Vanguard University has confirmed plans for new journalism and digital media minor in the Fall 2018, with the goal of creating more opportunities and growth for the University, students, and more admissions as a whole.
This minor will consist of five required courses: Intro to Journalism, Advanced Journalism, Student Newspaper, Writing in the Digital Age, and Media Ethics. In order to fulfil the complete units of 21, elective courses will also be needed.
Professor Warren Doody, chair of the English department, appreciates how this new minor features a unique perspective to journalism as a whole, compared to many other colleges.
“The university is engaged with how to make Vanguard distinct from other private Christian colleges. It’s a program that puts us [the English department] into the 21st century, hence the digital media aspect of the minor itself,” Doody said.
Junior Ashley Gomez finds this new minor to be perfect for English and communication majors to get experience with seeing their name in a byline.
“I think this is an awesome idea for students who want to explore the publication aspect found in journalism,” Gomez said.
When the English department had the opportunity to begin working on this minor, Doody immediately wanted Professor Dr.

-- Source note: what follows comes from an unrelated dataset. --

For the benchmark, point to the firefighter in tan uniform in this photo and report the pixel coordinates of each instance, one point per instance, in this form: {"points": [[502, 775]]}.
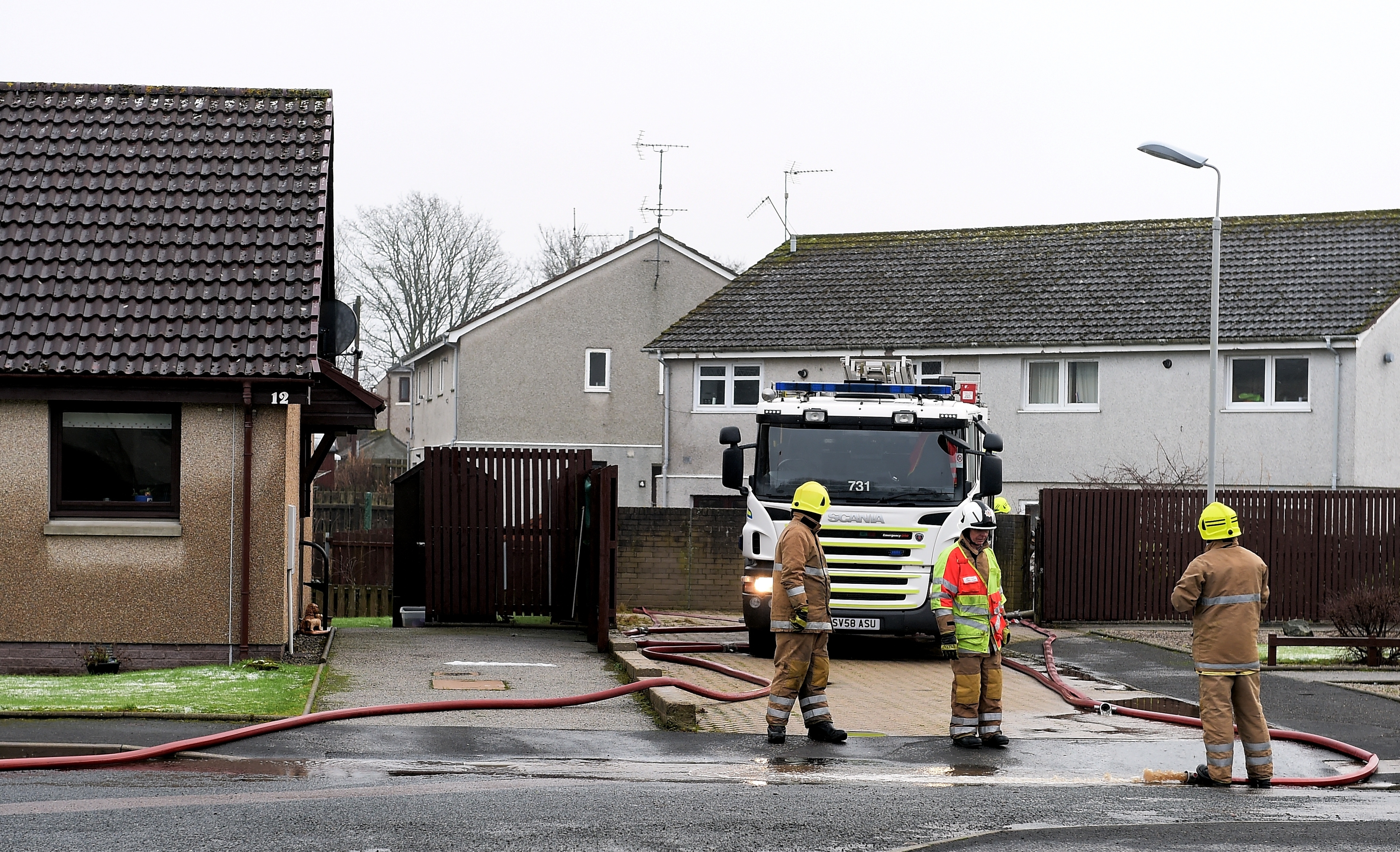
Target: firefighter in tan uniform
{"points": [[801, 595], [1226, 589], [972, 624]]}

Jennifer Russum to oversee this launch of the journalism minor because of her expertise in journalism and ability to be a great mentor and role model for students.
“It all started when I realized students were leaving Vanguard because we don’t have a major in journalism, therefore we needed to fulfill those needs,” Russum said.
Russum looks forward to working alongside many wonderful professors and students to create a new passion for journalism across campus.
“We are trying to move towards better compensation for students’ time and work, in hope that it will bring less turnover in staff, and a more clear incentive for their effort placed in the project,” Russum said.
The English department is thinking progressively by creating a minor that represents the current modern direction journalism is facing within the digital industry rather than reviving an old form of only print.
“They say journalism is dead, but I think that even though journalism has changed dramatically and different genres of media writing and design are now included, it’s exciting to build a program to encapsulate all these different components in the way we create and consume in a digital age,” Russum said.
Russum hopes to incorporate a course that features platforms such as YouTube or a podcast, so her students can strengthen their creative potential.
“I know how content needs to be delivered [as it is] fundamentally important to create something unique,” Russum said.
A collaboration with Calvary Chapel Costa Mesa has been placed in Russum’s hands, in order to share their radio studio space with Vanguard to develop student media internships.
“My idea is to have a couple of student lead hosts of the podcast to dig deeper into the topics of faith in higher education, while exploring how to live our faith,” Russum said.
Doody wanted this minor to be unique and inviting because many students have longed for journalism to be part of Vanguard’s curriculum in the past.
“I’ve noticed that many of our English students want to become writers and this gives them another option of a potential writing or digital media career, all of which are relevant in 2018,” Doody said.
The English department hopes to be able to strengthen such projects like “The Voice,” the student newspaper, or a future podcast, to excite all students to join and participate with the intention of this being part of their career goals.
Sophomore Madison Mouw is currently pursuing a creative writing minor, however, is excited about this journalism minor as she hopes to work for a magazine.
“I love this opportunity because it is aimed more at what I would like to do in the future with my career,” Mouw said.